Assignment 5: Tidying and Transforming Data

Overview

What does it mean to you, as a passenger to be on a delayed flight ? Yes, the frustration, anxiety and temptation to lodge a complaint is very natural (unless you are like me, who would like to sleep for those few extra minutes). But ever wondered, what it means to the airlines ?
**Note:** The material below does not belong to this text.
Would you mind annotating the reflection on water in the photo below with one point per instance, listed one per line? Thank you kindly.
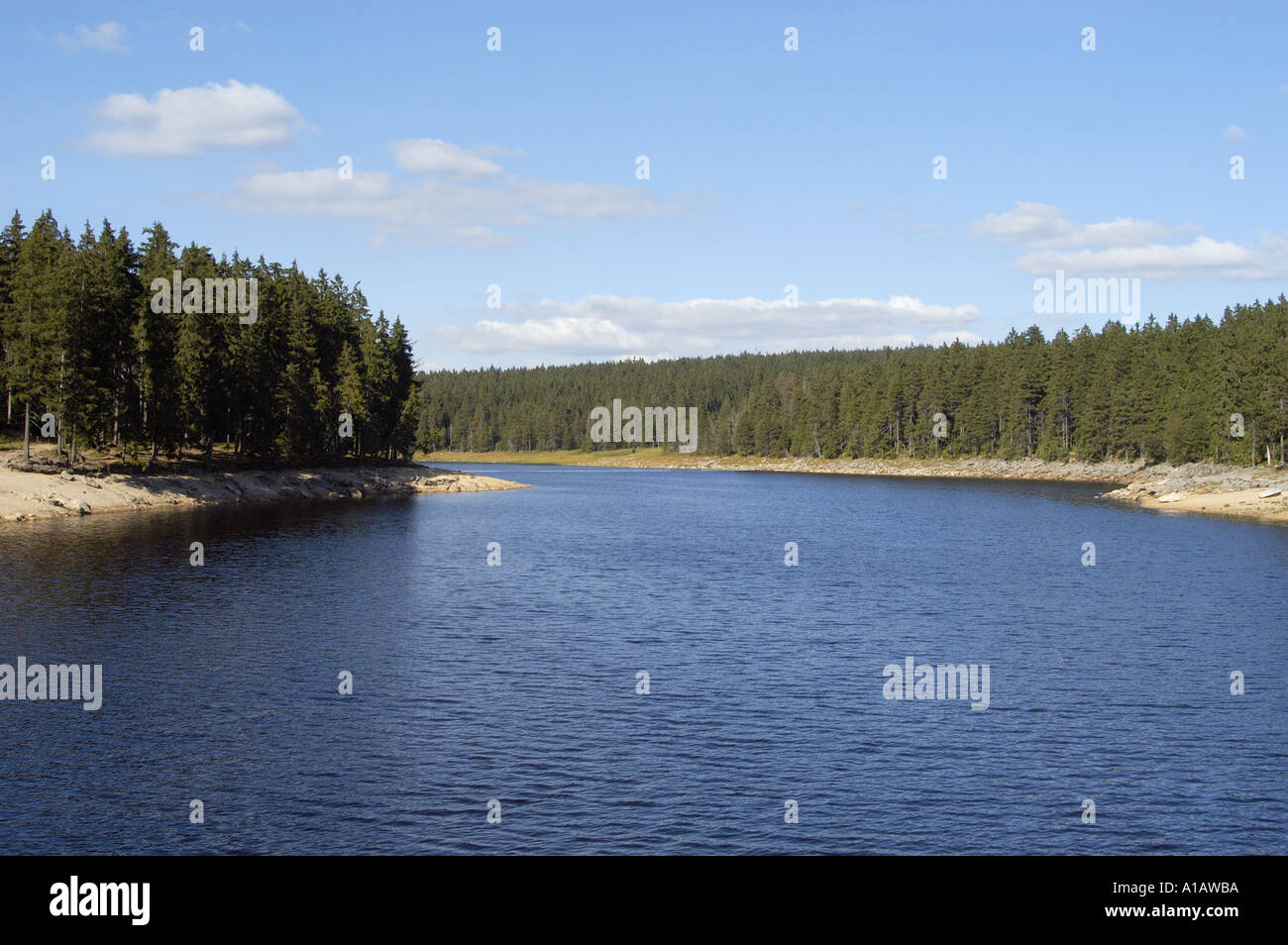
(518, 682)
Recognizing the significant strain placed by flight delays on the U.S. air transportation system, in August 2008 the Federal Aviation Administration (FAA) commissioned five NEXTOR universities (UC Berkeley, MIT, George Mason University, the University of Maryland and Virginia Tech) and the Brattle Group to conduct a comprehensive study on the total delay impact (TDI) in the United States.

In 2007, domestic flight delays were found to cost the U.S. economy $31.2 billion in 2007, including $8.3 billion in direct costs to airlines, $16.7 billion in direct costs to passengers, $2.2 billion from lost demand and $4.0 billion in forgone GDP.Source:airlines.org

Let’s pick two airlines specifically and analyze their delay times.

Read the CSV dataset

Step 1 is to load the csv from the github library and to load the required R libraries.

knitr::opts_chunk$set(eval = TRUE, results = FALSE)

library(RCurl)
library(knitr)


flights_url <- getURL("https://raw.githubusercontent.com/BharaniNittala/DATA-607/master/flights_dataset.csv") 
flights_raw <- read.csv(text = flights_url)

knitr:: kable(flights_raw)

X	X.1	Los.Angeles	Phoenix	San.Diego	San.Francisco	Seattle
ALASKA	on time	497	221	212	503	1841
	delayed	62	12	20	102	305
		NA	NA	NA	NA	NA
AM WEST	on time	694	4840	383	320	201
	delayed	117	415	65	129	61

Tidy the data with tidyr

library(tidyverse) 

#Tried 'fill' but somehow it did not work, so have to try rudimentary way  
airline <- c("ALASKA","ALASKA", "","AM WEST","AM WEST")

flights_raw[1] <- airline

col_name <- colnames(flights_raw)
tall_raw <- gather(flights_raw,col_name[3:7],key = "Destination",value = "Total_flights", na.rm = TRUE)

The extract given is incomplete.